I recently just finished one of these PWF foundations. There is ways to do the column pad with wood and not concrete. Very time consuming. 

They also have to be enginered/meet standards for the soil condition and back fill height.


----------



## mics_54 (Oct 28, 2008)

*Page 70 and 71*

...of the 2006 International Residential Code for One and Two Family Dwellings.


----------



## WarnerConstInc. (Jan 30, 2008)

Umbrella weights is what those things for the windows are called. My house has a rubble stone foundation on a full basement, dry as a bone, no tile or drainage. Some of you guys dont see a whole lot of things huh? Oh and it is ballon framed, makes for a ***** sometimes moving a 2 1/2" by 6 1/2" oak stud around. There are a few houses I have been in, under, and on top of that were seriously old. One looked like a barn, no nails, all pegged. None of the studs, if that is what you want to call them, in my house are nailed to anything except the top plate, an I think there is only one nail in that. Been here 120+ years, still holding in there!


----------



## boman47k (Oct 13, 2006)

Interesting thread.
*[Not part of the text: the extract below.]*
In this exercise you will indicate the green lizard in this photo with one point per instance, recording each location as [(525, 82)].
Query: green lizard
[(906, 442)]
What holds these houses together, gravity?


----------



## Tinstaafl (Jan 6, 2008)

boman47k said:


> What holds these houses together, gravity?
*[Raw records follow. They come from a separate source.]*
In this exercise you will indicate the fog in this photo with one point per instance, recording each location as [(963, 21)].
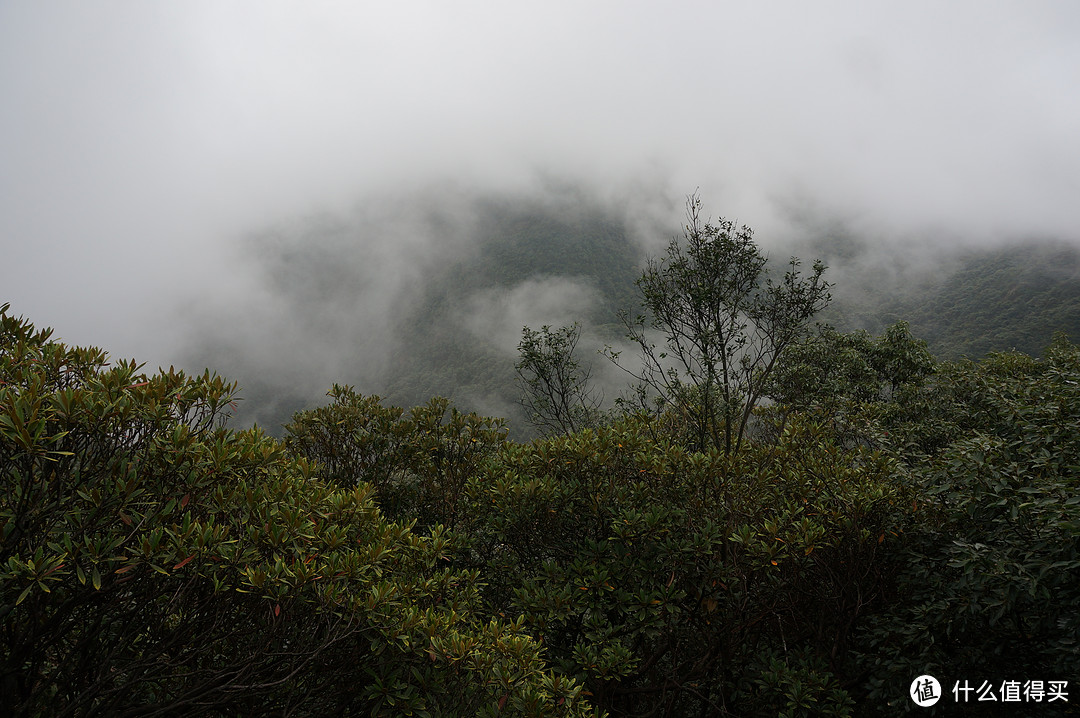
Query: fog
[(161, 165)]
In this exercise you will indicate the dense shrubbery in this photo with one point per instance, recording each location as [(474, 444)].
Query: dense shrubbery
[(889, 516), (152, 563)]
Hey, it works for the pyramids, dunnit? :jester:


----------



## silvertree (Jul 22, 2007)

I built some geodesic dome homes back in the early 80's and we used all wood foundations.


----------



## will575 (Nov 5, 2008)

I think I'd prefer concrete


----------



## Ten Fingers (Nov 5, 2006)

"We have here in VA some homes that were actually built on "Piles" of rocks! "

------------------

If your pile of rocks has survived 50 years, I'd prefer that to a wood foundation to survive another 50 years.


----------